Имел ли я право спросить Ерошенко об "Утиной комедии"? Вряд ли! Первый русский перевод этой новеллы появился в 1949 году в Шанхае и был почти неизвестен в России. В СССР эта новелла увидела свет лишь в 1952 году, незадолго до смерти Ерошенко. Но о том, что герой "Утиной комедии" – реальное лицо, даже ее переводчик В. Рогов узнал лишь шесть лет спустя. А лусиневеды, что они знали об отношениях Лу Синя с Ерошенко, о переводах сказок русского писателя на китайский язык, об "Утиной комедии"? В 40-е годы и в начале 50-х, видимо, немного.

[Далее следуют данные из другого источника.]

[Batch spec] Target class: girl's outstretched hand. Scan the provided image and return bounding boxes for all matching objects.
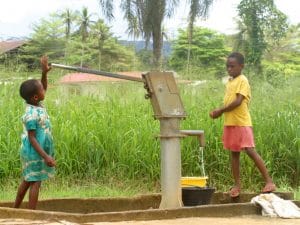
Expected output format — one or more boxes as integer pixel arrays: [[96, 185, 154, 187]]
[[44, 156, 56, 167], [41, 55, 51, 73]]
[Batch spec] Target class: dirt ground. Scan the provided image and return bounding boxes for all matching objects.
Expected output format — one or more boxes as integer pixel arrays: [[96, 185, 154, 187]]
[[0, 216, 300, 225]]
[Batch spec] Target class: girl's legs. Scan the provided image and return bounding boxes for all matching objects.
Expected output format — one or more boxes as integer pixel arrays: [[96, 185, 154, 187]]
[[14, 180, 30, 208], [28, 181, 41, 209], [230, 151, 241, 197], [245, 148, 276, 192]]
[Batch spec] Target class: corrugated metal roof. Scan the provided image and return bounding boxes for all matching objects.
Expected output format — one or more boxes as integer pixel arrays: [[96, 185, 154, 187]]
[[0, 40, 26, 54]]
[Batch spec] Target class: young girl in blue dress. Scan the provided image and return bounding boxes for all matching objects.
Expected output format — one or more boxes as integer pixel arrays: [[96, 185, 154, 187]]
[[14, 56, 56, 209]]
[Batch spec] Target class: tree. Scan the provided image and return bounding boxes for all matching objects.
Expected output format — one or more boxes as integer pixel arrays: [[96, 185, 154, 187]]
[[92, 19, 112, 70], [78, 7, 92, 66], [21, 14, 65, 68], [99, 0, 213, 69], [237, 0, 288, 71], [57, 8, 77, 40], [170, 27, 228, 78]]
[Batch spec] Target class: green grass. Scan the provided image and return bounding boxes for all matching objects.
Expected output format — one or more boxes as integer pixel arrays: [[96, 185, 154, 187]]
[[0, 70, 300, 199]]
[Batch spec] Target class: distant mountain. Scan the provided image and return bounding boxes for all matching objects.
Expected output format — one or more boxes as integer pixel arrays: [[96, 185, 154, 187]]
[[119, 40, 172, 56]]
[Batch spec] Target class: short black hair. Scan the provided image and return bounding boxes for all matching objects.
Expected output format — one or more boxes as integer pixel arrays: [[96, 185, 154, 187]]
[[20, 79, 39, 102], [228, 52, 245, 64]]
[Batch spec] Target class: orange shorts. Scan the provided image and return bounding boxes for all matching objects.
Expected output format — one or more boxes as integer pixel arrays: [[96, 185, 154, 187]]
[[222, 126, 255, 152]]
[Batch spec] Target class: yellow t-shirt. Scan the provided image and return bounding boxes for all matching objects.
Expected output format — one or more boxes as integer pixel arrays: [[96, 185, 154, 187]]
[[224, 75, 252, 126]]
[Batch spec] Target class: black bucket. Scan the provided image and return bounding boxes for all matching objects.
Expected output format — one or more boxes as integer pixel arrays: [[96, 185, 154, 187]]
[[182, 186, 215, 206]]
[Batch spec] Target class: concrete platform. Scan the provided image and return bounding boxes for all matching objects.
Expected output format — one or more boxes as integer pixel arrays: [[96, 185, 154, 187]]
[[0, 192, 300, 223]]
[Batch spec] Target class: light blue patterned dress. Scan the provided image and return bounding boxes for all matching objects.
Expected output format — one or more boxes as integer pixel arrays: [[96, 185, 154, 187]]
[[21, 104, 54, 181]]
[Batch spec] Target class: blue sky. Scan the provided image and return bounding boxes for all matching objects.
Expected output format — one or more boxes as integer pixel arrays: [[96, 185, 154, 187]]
[[0, 0, 300, 40]]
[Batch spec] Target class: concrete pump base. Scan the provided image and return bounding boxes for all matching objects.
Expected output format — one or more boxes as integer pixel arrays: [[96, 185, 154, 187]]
[[0, 192, 300, 224]]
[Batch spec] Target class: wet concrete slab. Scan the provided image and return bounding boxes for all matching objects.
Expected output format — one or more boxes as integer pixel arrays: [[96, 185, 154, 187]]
[[0, 192, 300, 223]]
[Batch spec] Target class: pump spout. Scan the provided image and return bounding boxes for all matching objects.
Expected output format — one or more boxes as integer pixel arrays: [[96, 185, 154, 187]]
[[180, 130, 205, 147]]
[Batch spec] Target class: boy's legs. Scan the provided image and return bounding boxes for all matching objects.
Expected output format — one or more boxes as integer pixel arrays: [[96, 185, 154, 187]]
[[28, 181, 41, 209], [14, 180, 30, 208], [245, 148, 276, 192], [230, 151, 241, 197]]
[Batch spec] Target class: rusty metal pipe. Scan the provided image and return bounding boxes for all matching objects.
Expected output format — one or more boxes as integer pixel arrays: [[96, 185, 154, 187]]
[[50, 63, 144, 82]]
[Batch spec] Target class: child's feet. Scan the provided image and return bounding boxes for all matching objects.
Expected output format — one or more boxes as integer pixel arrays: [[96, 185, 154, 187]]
[[229, 186, 241, 198], [262, 183, 276, 193]]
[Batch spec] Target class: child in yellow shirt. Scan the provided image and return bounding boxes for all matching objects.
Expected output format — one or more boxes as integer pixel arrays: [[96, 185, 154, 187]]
[[210, 52, 276, 197]]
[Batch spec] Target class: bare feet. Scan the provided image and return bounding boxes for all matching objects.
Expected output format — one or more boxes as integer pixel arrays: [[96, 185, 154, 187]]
[[262, 183, 276, 193], [229, 186, 241, 198]]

Правда, академик В. М. Алексеев, задолго до появления статьи В. Рогова в журнале "Знамя", перечисляя имена русских писателей, которых переводили в 20-е годы в Китае, писал о "некоторой популярности, которой пользовался Ерошенко", относя эту популярность за счет пропаганды Лу Синем творчества слепого писателя. К сожалению, статья В. М. Алексеева "Горький в Китае", в которой он делает это замечание, появилась в печати лишь в 1968 году, двадцать восемь лет спустя после ее написания. По свидетельству Р. С. Белоусова, в рукописи этой работы возле фамилии Ерошенко в скобках стоял знак вопроса. Видимо, в то время у автора статьи не было даже точных данных о жизни и творчестве В. Я. Ерошенко.

Пожалуй, впервые имя Ерошенко в европейской печати назвала чешская исследовательница Берта Кребсова. Она писала, что "мосье Ай-ло" из лусиневского цикла "Клич" и есть тот самый Ерошенко, чью пьесу "Персиковое облако" перевел Лу Синь. Но и после этого минуло пять лет, прежде чем В. Рогов своей статьей обратил внимание литературоведов на то, что герой "Утиной комедии" – реальная личность.

Более раннему "открытию" Ерошенко на родине помешало то, что "Утиная комедия" вплоть до 1960 года находилась вне поля зрения советских лусиневедов (впервые ее проанализировал В. В. Петров). В монографии Л. Д. Позднеевой говорится: "Интересно отметить, что незнакомый ни в дореволюционной, ни в послереволюционной России писатель Ерошенко вдруг становится известным в Японии и Китае, где появляется целый ряд его произведений, над которыми работают видные писатели – Эгути Кан и Лу Синь…" Тепло отозвался о реальном герое "Утиной комедии" В. И. Семанов.